De acordo com a coordenadora municipal de Imunização, Humberta Azambuja, a estratégia foi adotada porque o município ainda não alcançou o mínimo de 95% de cobertura recomendado pelo Ministério da Saúde para todas as vacinas do calendário infantil. O percentual é considerado necessário para manter a chamada imunidade coletiva, que impede a reintrodução e a circulação de vírus e bactérias entre a população.
Entre as crianças com menos de um ano de idade, apenas a vacina BCG — aplicada logo após o nascimento, ainda na maternidade — ultrapassou a meta oficial. As demais vacinas destinadas a esse grupo etário apresentam, em média, 89% de cobertura. No grupo de crianças com um ano ou mais, somente os imunizantes contra meningite e varicela atingiram os 95% estabelecidos como parâmetro de segurança.
A situação que mais preocupa as autoridades de saúde locais envolve a poliomielite.
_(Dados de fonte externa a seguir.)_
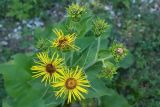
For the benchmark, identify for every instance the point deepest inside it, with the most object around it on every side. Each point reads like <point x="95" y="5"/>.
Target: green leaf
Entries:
<point x="114" y="100"/>
<point x="21" y="87"/>
<point x="98" y="87"/>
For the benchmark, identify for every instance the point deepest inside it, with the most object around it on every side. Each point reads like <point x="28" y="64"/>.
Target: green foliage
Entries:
<point x="114" y="100"/>
<point x="27" y="9"/>
<point x="93" y="55"/>
<point x="21" y="87"/>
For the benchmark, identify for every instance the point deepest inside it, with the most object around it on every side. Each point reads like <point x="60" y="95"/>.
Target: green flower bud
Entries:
<point x="99" y="26"/>
<point x="108" y="71"/>
<point x="118" y="51"/>
<point x="75" y="12"/>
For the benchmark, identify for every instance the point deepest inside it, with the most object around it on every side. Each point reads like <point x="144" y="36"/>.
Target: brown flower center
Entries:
<point x="71" y="83"/>
<point x="62" y="41"/>
<point x="120" y="51"/>
<point x="50" y="68"/>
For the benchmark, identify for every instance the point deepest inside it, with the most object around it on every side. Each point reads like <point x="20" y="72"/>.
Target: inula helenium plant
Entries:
<point x="72" y="64"/>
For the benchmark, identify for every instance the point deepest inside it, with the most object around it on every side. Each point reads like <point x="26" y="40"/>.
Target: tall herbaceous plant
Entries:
<point x="72" y="65"/>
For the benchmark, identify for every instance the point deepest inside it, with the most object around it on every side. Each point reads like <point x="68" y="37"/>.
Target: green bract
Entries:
<point x="118" y="51"/>
<point x="75" y="12"/>
<point x="99" y="26"/>
<point x="108" y="70"/>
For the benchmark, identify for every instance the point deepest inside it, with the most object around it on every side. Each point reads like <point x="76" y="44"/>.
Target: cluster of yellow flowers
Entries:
<point x="69" y="83"/>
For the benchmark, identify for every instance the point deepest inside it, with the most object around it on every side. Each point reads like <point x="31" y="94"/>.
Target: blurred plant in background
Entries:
<point x="134" y="23"/>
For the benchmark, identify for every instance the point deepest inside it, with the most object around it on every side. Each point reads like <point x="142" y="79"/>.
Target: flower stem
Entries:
<point x="98" y="46"/>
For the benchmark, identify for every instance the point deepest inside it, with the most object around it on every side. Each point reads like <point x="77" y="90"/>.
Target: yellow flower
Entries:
<point x="71" y="84"/>
<point x="47" y="67"/>
<point x="64" y="42"/>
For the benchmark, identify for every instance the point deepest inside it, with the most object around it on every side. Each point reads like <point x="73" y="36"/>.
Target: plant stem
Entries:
<point x="98" y="46"/>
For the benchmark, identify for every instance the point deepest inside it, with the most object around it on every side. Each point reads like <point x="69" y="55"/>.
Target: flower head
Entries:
<point x="75" y="12"/>
<point x="99" y="26"/>
<point x="64" y="42"/>
<point x="118" y="51"/>
<point x="47" y="67"/>
<point x="71" y="84"/>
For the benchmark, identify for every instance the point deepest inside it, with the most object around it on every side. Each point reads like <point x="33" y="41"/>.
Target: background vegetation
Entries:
<point x="135" y="23"/>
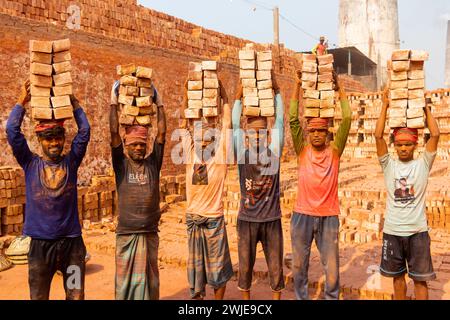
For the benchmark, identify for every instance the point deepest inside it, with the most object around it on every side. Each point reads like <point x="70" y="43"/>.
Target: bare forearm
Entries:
<point x="226" y="116"/>
<point x="114" y="126"/>
<point x="432" y="123"/>
<point x="381" y="123"/>
<point x="432" y="144"/>
<point x="296" y="91"/>
<point x="162" y="126"/>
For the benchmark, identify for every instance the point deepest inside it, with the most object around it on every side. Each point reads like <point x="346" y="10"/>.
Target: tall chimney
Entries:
<point x="447" y="63"/>
<point x="372" y="27"/>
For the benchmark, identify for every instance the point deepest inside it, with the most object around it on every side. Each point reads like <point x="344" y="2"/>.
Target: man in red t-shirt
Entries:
<point x="321" y="48"/>
<point x="317" y="207"/>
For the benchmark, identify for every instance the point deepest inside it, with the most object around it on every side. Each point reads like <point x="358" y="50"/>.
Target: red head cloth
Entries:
<point x="317" y="124"/>
<point x="406" y="134"/>
<point x="136" y="134"/>
<point x="46" y="125"/>
<point x="257" y="123"/>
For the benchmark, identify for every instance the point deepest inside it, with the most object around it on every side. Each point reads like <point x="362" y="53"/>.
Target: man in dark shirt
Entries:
<point x="51" y="218"/>
<point x="137" y="183"/>
<point x="259" y="218"/>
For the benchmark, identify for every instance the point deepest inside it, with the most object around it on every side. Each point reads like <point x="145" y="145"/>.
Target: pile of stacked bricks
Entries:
<point x="12" y="200"/>
<point x="99" y="200"/>
<point x="407" y="89"/>
<point x="203" y="90"/>
<point x="51" y="80"/>
<point x="135" y="95"/>
<point x="366" y="108"/>
<point x="317" y="85"/>
<point x="256" y="78"/>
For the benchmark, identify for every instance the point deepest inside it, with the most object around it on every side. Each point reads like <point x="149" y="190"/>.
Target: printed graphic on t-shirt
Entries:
<point x="54" y="177"/>
<point x="200" y="175"/>
<point x="257" y="190"/>
<point x="404" y="191"/>
<point x="138" y="178"/>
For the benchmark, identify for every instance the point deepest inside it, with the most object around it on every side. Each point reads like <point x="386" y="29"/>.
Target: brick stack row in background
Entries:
<point x="317" y="85"/>
<point x="50" y="79"/>
<point x="256" y="78"/>
<point x="365" y="112"/>
<point x="203" y="90"/>
<point x="135" y="95"/>
<point x="12" y="200"/>
<point x="407" y="89"/>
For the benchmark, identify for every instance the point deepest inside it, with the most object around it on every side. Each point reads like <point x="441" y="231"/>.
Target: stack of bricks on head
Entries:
<point x="50" y="79"/>
<point x="317" y="85"/>
<point x="407" y="89"/>
<point x="135" y="95"/>
<point x="256" y="77"/>
<point x="203" y="90"/>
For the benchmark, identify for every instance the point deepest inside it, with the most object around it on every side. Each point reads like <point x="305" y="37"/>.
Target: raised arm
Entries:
<point x="81" y="140"/>
<point x="226" y="119"/>
<point x="432" y="144"/>
<point x="114" y="117"/>
<point x="16" y="139"/>
<point x="238" y="136"/>
<point x="294" y="122"/>
<point x="382" y="148"/>
<point x="161" y="118"/>
<point x="184" y="105"/>
<point x="344" y="128"/>
<point x="277" y="137"/>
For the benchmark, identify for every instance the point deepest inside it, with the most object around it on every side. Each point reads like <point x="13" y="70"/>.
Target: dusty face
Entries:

Segundo dados da coordenação de imunização, a aplicação do esquema primário da vacina antipólio em crianças com menos de 12 meses chegou a 87,27%. O cenário se agrava no reforço administrado a partir de um ano, cuja cobertura está em 75,04%, bem abaixo do nível considerado adequado para evitar a reintrodução do poliovírus.
Embora não haja registro de circulação do vírus da pólio no município no momento, a baixa adesão às doses recomendadas amplia o risco de retorno da doença caso o agente infeccioso seja novamente introduzido na região. A coordenadora ressalta que o movimento de pessoas entre diferentes localidades pode favorecer a disseminação do vírus, tornando essencial a atualização da caderneta vacinal.
Além de disponibilizar todas as vacinas previstas no calendário infantil, a campanha trará a inclusão da Pneumo 20, imunizante que protege contra um número maior de sorotipos da bactéria Streptococcus pneumoniae, responsável por quadros de pneumonia, otite, meningite e outras infecções respiratórias graves. A introdução da nova vacina amplia a cobertura oferecida anteriormente pela Pneumo 10 e reforça a barreira contra doenças respiratórias em crianças.

Imagem: Divulgação.
O Dia D da multivacinação foi marcado para 22 de agosto. Nessa data, todas as unidades de saúde de Três Lagoas funcionarão exclusivamente para vacinação das 7h30 às 11h30, sem oferta de outros serviços. A Secretaria de Saúde, porém, enfatiza que não é necessário aguardar a mobilização específica: as salas de vacinação permanecem abertas de segunda a sexta-feira, das 7h30 às 17h30, sem interrupção para o almoço, garantindo acesso diário aos imunizantes.
Pais e responsáveis devem procurar a unidade de saúde mais próxima portando documento de identificação da criança e a caderneta de vacinação. Nos postos, profissionais conferem as doses já aplicadas, orientam sobre eventuais atrasos e realizam a administração imediata das vacinas pendentes, conforme a faixa etária e o histórico individual.
A Secretaria Municipal de Saúde reforça a importância da participação ativa da comunidade para recuperar os níveis de cobertura considerados seguros. A antecipação da campanha busca facilitar o acesso, otimizar a logística de distribuição de doses e reduzir o intervalo entre a identificação de falhas de cobertura e a administração de vacinas, contribuindo para a proteção coletiva contra doenças já controladas no país.
Com o início da mobilização em agosto, o município pretende atingir ou superar a meta de 95% em todos os imunobiológicos recomendados, assegurando que crianças e adolescentes estejam devidamente protegidos antes do período de maior circulação de vírus respiratórios, que coincide com a segunda metade do ano. A Secretaria destaca, ainda, que o monitoramento dos indicadores de vacinação continuará após a campanha, a fim de direcionar ações adicionais sempre que necessário.